Second, it dampens high-frequency content and pick-attack transient more than Nanoweb. The result is a warmer, more compressed tone profile that suits jazz chord-melody, blues lead phrasing, and any genre where smooth attack matters more than bright snap.
Third, the slicker surface texture makes fast position shifts feel easier under the fretting hand. Some players find this distracting and prefer the bare-metal feel of uncoated; others find it improves their playing speed.

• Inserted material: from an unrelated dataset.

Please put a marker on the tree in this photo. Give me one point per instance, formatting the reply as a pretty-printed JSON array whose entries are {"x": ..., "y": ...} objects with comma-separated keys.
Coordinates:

Compared to the alternatives
Best for
Jazz players doing chord-melody work who want warmer attack and smoother high-frequency content. Blues lead players who prefer the slicker feel for sustained bends and vibrato. Players whose hand chemistry destroys uncoated strings inside 2 weeks. Anyone in a humid climate or who tracks in studios where string changes between sessions are a logistical pain. Country and indie players who want the longest possible coated string life and don't mind the slight tonal compromise.
Worst for
Country chicken-pickin' and funk where pick-attack snap matters tonally (step to Nanoweb or uncoated). Modern metal and djent where bright pick attack is part of the rhythm definition. Players who actively dislike the slick polymer feel under the fretting hand. Tracking purists who want zero coating coloration on the recorded tone.
Verdict
The original Elixir coated string, still shipping in 2026 because Polyweb's particular tone-and-feel profile is the right tool for jazz, smooth blues, and any player whose hand chemistry needs the heaviest coating Elixir makes. Pick this when you want warmth and longevity over brightness and snap.